Durante este intervalo, Felipe tuvo tiempo de enviar noticias y nuevas instrucciones a su capitán general. Se decía que la flota inglesa era poco potente. (Noticia ésta procedente de Mendoza, quien confió en exagerados informes sobre las acusaciones contra Hawkins.) Probablemente Drake se fortificaría en Plymouth (como casi todos en el continente, Felipe hablaba de la flota inglesa como de una continuación de Francis Drake) y, o bien rehusaría presentar batalla o zarparía una vez la Armada hubiese continuado su ruta, para atacarla por la espalda cuando las naves españolas se encontrasen luchando con la otra flota inglesa cerca de Dunquerque. (Felipe estaba bien informado con respecto a la disposición de las fuerzas inglesas.) Puede que Drake esperase el momento para atacar a que los soldados comenzasen a desembarcar. Convenía, pues, que el duque no debilitase demasiado su flota antes de vencer a Drake. Después de establecer contacto con Alejandro de Parma, podría atacar a los ingleses en el mar o en sus puertos, pero antes, aunque no debía rehusar combate, tampoco tenía que buscarlo. Por encima de todo no podía permitirse nada que le distrajese de la cita fijada, aunque Drake amenazara las costas españolas.

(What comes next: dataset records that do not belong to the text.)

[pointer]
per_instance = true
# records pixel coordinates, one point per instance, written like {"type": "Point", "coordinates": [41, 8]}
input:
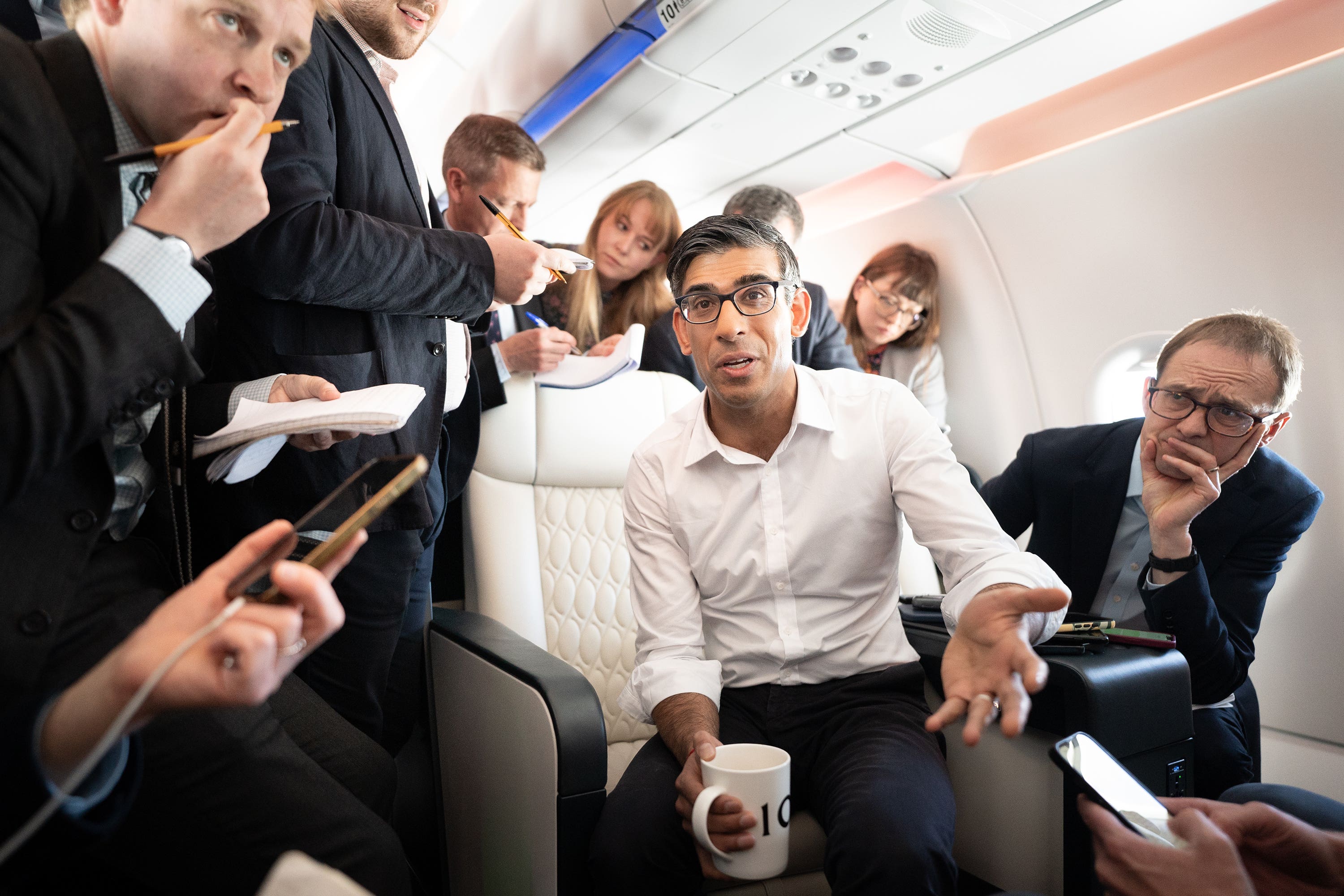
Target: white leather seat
{"type": "Point", "coordinates": [546, 555]}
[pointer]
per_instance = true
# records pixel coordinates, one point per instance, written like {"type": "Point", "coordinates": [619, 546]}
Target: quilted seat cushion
{"type": "Point", "coordinates": [586, 595]}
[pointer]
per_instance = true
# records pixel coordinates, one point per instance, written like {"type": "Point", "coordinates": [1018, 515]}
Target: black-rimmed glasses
{"type": "Point", "coordinates": [750, 300]}
{"type": "Point", "coordinates": [893, 303]}
{"type": "Point", "coordinates": [1228, 421]}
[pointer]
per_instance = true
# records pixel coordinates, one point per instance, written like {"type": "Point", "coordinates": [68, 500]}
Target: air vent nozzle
{"type": "Point", "coordinates": [940, 30]}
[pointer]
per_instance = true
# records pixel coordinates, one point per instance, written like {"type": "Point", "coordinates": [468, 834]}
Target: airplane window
{"type": "Point", "coordinates": [1117, 386]}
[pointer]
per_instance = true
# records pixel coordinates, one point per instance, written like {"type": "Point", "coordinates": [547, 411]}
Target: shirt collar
{"type": "Point", "coordinates": [810, 409]}
{"type": "Point", "coordinates": [120, 127]}
{"type": "Point", "coordinates": [1136, 470]}
{"type": "Point", "coordinates": [377, 62]}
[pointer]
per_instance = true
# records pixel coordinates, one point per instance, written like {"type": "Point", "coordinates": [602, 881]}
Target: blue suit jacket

A Felipe le gustaba anticipar a sus subordinados todas las eventualidades susceptibles de surgir y también darles órdenes precisas, específicas, para actuar en cada caso. Había informado, por ejemplo, repetidamente a su capitán general de que los barcos ingleses serían más rápidos que los suyos y que dispondrían de más cañones de largo alcance, por lo cual, a buen seguro, preferirían mantenerse a distancia. (¡Como si el duque no hubiera sido repetidamente advertido de ello por todos!) Era, pues, conveniente, según el rey, darles alcance y obligarles a luchar de cerca. Pero lo que Felipe olvidó decir es cómo podía llevarse a cabo tan interesante añagaza. Ahora bien, si las instrucciones de Felipe no siempre eran útiles, su intención principal quedaba muy clara. El duque tenía que reunirse con Alejandro de Parma a la altura del cabo Margate, cubriendo luego su desembarco y protegiendo su línea de abastecimiento. Todo ello, cuanto antes, mejor.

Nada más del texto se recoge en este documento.